Analyst Ovum has hit back at industry encouragement to migrate from XP by declaring that it does not think life after the operating system's (OS) support ceases will be any different.
From 8 April 2014, Microsoft will discontinue support for its 12-year-old OS, which has led to a wave of firms rallying end users to migrate as soon as possible to avoid potential security threats.
But today, Ovum said that, providing end users are up to date with the latest patches, fixes and security software, it will be business as usual.
According to its research, 28 per cent of corporate Windows machines run XP, and the firm's principal analyst Richard Edwards suggested investment in other technologies can be more productive and cost-effective than ditching XP.
"There is no reason to believe that life after 8 April 2014 will be any different than before it," he said.

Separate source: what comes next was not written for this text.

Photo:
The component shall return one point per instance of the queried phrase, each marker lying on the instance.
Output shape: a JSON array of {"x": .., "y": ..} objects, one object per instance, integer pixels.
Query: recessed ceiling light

"Used in conjunction with application virtualisation, virtualised desktop infrastructure (VDI) can bring expensive-to-run distributed desktop environments back under centralised control and administration.
"[Another option is to] consider replacing Windows XP laptops with tablet computers. A Windows laptop is overkill for many field-based employees, and they cost much more to service and support than an Android or iOS tablet."
On Monday, to mark the one-year countdown to the support ceasing, application portfolio management firm Camwood claimed that firms continuing to run XP could be stung by between $200,000 (£130,000) and $500,000 for custom support.
Microsoft weighed in too, and its director of Windows Erwin Visser urged businesses not to take security risks by continuing to run the OS.